Ma grand-mère fait les meilleurs foies gras de toute la région. Dans son « p’tit labo » comme elle dit, elle prépare des pots pour les fêtes. Elle achète toujours ses foies gras crus de canard à un producteur de Sainte Foi dans le sud-ouest. Tout d’abord elle les aère, non pas dans la cour de ferme, comme lui avait demandé une fois  un touriste allemand.  Elle les dénerve délicatement, étape importante pour éviter toute amertume. L’assaisonnement dépend évidemment  des goûts de chacun. Elle aime bien  les alcools forts (hum, pas que pour le foie gras) et les quatre épices. Elle stoppe la cuisson dès qu’elle aperçoit les premières perles de graisse au-dessus de la terrine et rajoute en riant que pour elle on aurait dû arrêter la cuisson depuis longtemps, vu  ses rondeurs. Ma grand-mère est ainsi, direct et sans filtre.

Elle aime aussi enseigner et partager son expérience. Cela  commence toujours comme un grand cérémonial. Elle enfile un tablier blanc, ajuste sa charlotte, met des gants blancs, souligne l’importance de l’hygiène. Ensuite, elle vérifie plusieurs fois ses instruments,  comme elle dit, puis avance sa main vers le petit verre de cognac, observe sa couleur, le sent et sous l’œil étonné ou envieux du groupe elle en boit deux ou trois gorgées. « Ma foi, un petit verre ne peut faire de mal à personne » dit-elle avec un rire de petite fille surprise dans sa bêtise. En prenant une grande inspiration, elle commence son travail de façon minutieuse. Ses gestes sont lents mais sûrs. Elle rappelle que la température  a son importance dans la qualité du travail. Pour le savoir dit-elle on peut appuyer avec l’index à la surface du foie. Il doit être souple pour que le doigt forme un léger creux. «  Quelqu’un veut-il essayer »demande-t-elle à son assistance. Une main timide s’élève mais à peine s’est –elle approchée, la personne tombe dans les pommes. « En voilà une qui ne sera pas céréales-killer si elle ne déjeune pas le matin ou peut-être avait-elle vraiment les foies ? »

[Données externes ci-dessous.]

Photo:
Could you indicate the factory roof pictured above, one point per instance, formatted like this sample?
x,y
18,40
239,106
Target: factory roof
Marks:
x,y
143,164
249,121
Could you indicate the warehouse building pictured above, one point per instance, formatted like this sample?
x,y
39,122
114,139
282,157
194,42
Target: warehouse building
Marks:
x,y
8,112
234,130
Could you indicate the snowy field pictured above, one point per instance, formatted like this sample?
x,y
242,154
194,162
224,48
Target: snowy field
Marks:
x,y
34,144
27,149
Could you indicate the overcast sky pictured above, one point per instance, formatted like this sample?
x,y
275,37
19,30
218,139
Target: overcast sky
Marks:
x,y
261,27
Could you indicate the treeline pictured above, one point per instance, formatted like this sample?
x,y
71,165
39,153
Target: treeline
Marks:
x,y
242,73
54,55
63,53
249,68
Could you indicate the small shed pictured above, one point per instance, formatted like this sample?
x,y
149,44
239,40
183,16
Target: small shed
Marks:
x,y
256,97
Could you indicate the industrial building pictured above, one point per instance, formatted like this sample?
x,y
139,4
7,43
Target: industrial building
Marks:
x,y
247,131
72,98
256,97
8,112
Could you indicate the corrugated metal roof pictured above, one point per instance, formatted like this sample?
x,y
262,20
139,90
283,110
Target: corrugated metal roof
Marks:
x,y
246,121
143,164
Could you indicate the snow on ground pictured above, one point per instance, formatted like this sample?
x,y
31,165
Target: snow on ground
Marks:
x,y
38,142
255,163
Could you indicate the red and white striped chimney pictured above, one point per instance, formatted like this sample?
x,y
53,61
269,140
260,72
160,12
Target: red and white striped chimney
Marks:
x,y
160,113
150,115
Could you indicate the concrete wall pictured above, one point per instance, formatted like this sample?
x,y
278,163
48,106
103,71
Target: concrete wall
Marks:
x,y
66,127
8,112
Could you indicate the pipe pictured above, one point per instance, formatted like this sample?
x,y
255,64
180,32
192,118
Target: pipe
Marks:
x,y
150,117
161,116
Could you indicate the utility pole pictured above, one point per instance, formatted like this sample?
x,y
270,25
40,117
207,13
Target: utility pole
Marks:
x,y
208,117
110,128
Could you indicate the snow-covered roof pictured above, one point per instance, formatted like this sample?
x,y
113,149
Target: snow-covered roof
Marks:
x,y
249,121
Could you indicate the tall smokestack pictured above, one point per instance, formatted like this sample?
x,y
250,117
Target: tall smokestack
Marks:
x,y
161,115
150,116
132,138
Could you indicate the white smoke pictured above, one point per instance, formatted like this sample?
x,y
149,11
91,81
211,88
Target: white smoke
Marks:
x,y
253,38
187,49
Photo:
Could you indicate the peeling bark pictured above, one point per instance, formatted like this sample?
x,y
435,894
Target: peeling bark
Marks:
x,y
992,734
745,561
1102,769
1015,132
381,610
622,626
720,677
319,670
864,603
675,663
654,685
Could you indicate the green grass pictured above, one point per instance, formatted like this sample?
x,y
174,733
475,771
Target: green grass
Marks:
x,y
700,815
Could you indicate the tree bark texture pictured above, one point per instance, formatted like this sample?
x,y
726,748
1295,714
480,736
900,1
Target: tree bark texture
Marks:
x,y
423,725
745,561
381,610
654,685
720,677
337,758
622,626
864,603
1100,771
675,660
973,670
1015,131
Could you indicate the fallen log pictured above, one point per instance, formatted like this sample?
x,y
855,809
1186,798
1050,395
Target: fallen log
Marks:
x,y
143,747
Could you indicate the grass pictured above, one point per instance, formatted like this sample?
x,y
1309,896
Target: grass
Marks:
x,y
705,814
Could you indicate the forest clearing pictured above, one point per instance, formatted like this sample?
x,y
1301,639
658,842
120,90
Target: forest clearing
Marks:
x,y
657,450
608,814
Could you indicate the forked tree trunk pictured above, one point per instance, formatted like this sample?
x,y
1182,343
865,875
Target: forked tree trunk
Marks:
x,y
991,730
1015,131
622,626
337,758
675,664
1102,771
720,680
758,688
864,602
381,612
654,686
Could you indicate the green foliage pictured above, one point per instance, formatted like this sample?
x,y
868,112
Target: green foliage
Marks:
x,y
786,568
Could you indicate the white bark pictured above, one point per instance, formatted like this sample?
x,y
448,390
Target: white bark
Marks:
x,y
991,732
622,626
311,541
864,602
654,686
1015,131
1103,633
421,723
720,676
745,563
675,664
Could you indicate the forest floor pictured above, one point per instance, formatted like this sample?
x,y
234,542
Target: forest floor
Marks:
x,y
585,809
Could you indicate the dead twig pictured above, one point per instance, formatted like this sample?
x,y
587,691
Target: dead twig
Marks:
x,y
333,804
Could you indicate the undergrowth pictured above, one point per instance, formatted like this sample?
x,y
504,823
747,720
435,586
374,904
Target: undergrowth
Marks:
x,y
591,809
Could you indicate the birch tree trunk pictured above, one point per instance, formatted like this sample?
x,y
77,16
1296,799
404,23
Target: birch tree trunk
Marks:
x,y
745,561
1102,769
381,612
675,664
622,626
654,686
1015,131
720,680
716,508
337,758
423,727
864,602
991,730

Puis sans empathie aucune, pour la personne à terre, elle continue son travail. Elle sépare à présent les deux lobes en les écartant délicatement avec les mains et d’un sourire triomphant annonce : « Ma foi, j’en étais sûre, cet homme n’est pas mort d’une mort naturelle, c’est un crime et en voici la preuve, une balle en plein foie. »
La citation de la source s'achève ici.